We shall characterize a creative personality (e.g., a scientist) by three parameters, called "technical proficiency," "enthusiasm," and "achievement." Clearly these parameters are related. This gives rise to a surface in three-dimensional space with coordinates (T,E,A). Let us project this surface onto the (T,E) plane along the A axis.
This is the figure:
The "catastrophe" is when you follow line 3. Let me return to quoting Arnold:
A growth of enthusiasm not supported by a corresponding growth in technical proficiency leads to a catastrophe (at point 4 of curve 3) where achievement falls by a jump and we refer to the domain denoted in Fig. 6 by the term "maniacs." It is instructive that the jumps from the state of genius to that of maniac take place along different lines, so that for sufficiently great enthusiasm a genius and maniac can possess identical enthusiasm and technical proficiency, differing only in achievement (and previous history).
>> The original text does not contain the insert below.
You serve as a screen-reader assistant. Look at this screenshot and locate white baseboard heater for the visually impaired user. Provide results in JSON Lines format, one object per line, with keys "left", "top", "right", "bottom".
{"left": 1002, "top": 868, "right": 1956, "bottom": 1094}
The deficiencies of this model and many similar speculations in catastrophe theory are too obvious to discuss in detail. I remark only that articles in catastrophe theory are distinguished by a sharp and catastrophic lowering of the level of demands of rigor and also of novelty of published results.
Taken seriously, the catastrophe theory of the '70s and '80s was very much in the same vein as the more recent extravagances of physicists that xkcd was mocking the other day. (Although it did lead to some very beautiful results on swimming-pool patterns.) Fig. 6, however, is an awfully useful caricature of intellectual development, and various things in life keep reminding me of it.